Sunday, July 5, 2009

Upper Walking Boss, Loooooon

A few days before the Loon Mountain race, race director, Paul Kirsch, mentioned that nobody ever shot photos from the Upper Walking Boss and he wouldn't mind seeing some from there.Well, it sounded like a good subtle hint to me and a great challenge too. I watched the start of the race down along the Pemigewasset River and then made haste for the gondolas for a ride to the top, well, almost the top. 

Once i got off the gondola ride, i had to get to the North Peak before the runners reached the same. I booked it up the Summit Trail, a 300ft rise in about 1/3 of a mile, a power walk mixed with some slow running, all while carrying two good size cameras. That little hike kicked the crap out of me, but i made it well before therunners. Now that i was there, it was time to start down Upper Walking Boss, a black diamond slope. My first reaction was, i'm not walking down there, but with a closer look, it did not look so bad. At least i wasn't running up it! Watch your step going down and it is easy. Once the runners started coming up, it was all worth it. I love to shoot where the runners are pushed to their limits and this is one of the best places i have ever been able the photograph. Anything you shoot at the local 5k could never come close to what you see here.
See all my photos here.

It was great to see Jim Johnson coming up the slope first, granted he wasn't moving too fast and seemed to 
be getting caught. He did get caught and then got it all 
back and then some on the descent. Good win, Jim.

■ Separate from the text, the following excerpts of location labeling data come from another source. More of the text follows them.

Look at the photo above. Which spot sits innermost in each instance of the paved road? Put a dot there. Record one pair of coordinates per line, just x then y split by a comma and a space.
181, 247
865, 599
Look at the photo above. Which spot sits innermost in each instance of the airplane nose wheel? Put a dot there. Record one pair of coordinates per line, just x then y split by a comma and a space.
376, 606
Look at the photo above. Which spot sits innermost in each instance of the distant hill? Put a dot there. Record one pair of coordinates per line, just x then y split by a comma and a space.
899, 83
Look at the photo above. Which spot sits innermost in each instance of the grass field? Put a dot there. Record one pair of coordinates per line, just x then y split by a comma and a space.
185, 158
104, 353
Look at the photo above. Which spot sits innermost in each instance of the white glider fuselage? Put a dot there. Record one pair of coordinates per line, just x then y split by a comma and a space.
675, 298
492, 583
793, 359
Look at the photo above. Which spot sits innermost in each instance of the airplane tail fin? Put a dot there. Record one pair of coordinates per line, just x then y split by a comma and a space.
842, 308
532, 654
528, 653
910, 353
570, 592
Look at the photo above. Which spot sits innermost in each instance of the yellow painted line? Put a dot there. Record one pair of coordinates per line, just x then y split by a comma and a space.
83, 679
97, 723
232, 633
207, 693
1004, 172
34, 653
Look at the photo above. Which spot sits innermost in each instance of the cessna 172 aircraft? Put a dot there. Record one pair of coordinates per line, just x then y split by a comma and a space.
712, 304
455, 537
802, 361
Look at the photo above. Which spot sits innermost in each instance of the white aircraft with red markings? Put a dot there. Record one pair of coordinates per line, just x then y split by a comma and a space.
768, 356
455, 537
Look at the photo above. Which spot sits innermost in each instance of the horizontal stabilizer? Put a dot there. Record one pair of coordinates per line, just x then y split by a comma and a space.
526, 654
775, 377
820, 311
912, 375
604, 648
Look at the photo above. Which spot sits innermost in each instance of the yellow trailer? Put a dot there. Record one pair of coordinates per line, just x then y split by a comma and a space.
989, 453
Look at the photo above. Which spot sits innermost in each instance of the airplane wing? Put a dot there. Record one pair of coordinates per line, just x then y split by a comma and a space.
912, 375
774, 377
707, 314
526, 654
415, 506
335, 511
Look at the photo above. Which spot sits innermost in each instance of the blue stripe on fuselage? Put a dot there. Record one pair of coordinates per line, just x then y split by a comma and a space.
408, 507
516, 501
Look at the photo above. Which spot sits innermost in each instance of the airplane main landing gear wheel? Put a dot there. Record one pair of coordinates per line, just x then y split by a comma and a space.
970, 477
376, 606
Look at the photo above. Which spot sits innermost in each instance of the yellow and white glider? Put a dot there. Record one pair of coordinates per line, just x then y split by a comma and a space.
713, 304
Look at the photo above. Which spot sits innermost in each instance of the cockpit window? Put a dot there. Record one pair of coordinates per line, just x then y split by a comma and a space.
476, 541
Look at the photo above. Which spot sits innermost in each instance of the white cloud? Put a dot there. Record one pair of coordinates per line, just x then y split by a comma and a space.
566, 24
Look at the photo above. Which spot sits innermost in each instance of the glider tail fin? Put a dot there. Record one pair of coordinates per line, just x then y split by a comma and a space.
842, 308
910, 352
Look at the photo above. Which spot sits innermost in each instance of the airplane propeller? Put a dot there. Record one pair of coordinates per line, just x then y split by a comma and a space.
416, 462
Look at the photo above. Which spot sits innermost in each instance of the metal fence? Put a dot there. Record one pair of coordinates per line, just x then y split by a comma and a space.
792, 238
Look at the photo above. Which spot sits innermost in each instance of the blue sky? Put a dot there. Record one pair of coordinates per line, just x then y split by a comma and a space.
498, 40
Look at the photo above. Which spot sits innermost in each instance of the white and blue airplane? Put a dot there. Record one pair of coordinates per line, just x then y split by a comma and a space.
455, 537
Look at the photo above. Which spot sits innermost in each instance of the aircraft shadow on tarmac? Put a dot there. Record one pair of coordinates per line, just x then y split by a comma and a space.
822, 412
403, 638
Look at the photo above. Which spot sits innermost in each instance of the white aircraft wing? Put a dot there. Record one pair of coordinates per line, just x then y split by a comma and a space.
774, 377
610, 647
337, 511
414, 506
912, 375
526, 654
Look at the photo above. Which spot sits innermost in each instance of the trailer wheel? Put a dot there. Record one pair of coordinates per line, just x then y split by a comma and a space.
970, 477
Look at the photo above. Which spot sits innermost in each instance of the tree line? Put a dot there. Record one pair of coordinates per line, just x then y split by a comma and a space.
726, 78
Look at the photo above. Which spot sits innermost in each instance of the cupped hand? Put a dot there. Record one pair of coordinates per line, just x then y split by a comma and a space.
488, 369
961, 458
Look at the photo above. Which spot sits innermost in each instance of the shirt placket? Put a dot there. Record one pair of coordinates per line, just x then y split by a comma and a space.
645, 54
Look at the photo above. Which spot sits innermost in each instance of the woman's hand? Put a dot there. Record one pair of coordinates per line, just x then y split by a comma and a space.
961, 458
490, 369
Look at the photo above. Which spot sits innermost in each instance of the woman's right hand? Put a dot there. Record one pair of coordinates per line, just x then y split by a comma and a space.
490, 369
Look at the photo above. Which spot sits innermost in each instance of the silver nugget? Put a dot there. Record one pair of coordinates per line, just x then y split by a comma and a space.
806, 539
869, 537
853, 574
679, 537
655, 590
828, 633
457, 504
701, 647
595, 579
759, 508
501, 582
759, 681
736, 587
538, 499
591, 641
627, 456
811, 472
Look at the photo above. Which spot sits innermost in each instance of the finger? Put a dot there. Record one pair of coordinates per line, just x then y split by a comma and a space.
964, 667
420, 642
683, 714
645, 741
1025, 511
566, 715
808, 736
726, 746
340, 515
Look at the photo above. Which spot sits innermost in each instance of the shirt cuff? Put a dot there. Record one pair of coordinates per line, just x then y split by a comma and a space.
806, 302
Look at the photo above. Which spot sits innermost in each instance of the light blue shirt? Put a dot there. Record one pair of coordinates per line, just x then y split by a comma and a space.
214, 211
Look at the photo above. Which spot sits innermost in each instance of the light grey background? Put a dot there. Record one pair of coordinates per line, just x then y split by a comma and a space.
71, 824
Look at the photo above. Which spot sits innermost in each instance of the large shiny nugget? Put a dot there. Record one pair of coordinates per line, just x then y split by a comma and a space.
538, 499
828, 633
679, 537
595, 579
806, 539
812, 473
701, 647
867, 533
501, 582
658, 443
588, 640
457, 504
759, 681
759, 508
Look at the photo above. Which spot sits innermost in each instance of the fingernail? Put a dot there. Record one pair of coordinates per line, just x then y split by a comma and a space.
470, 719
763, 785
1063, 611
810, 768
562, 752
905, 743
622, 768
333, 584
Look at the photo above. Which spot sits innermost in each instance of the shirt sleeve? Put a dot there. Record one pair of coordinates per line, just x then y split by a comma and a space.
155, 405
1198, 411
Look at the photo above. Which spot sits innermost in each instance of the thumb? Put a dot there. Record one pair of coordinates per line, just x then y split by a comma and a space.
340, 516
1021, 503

 The grade where i started shooting was around 40-45%. You look at some of the pictures and have to be amazed at the angle these runners are to the slope. Absolutely brutal! A few of the runners did manage to run, slowly, all the way up the mountain. Talk about quad burn.

 As i worked my way down the course, taking photos all along the way, most everyone is in good spirits. You wouldn't think so if you saw what they were in the midst of running up. I got many smiles and mugging for the camera. I carried on some short conversations and joking around. I even had some runners ask why i was shooting pictures on the worst part of the course. Why shoot when you are running comfortably, that is too easy. Of course, i told them Paul made me do it :) 

These mountain runners are a great group of people.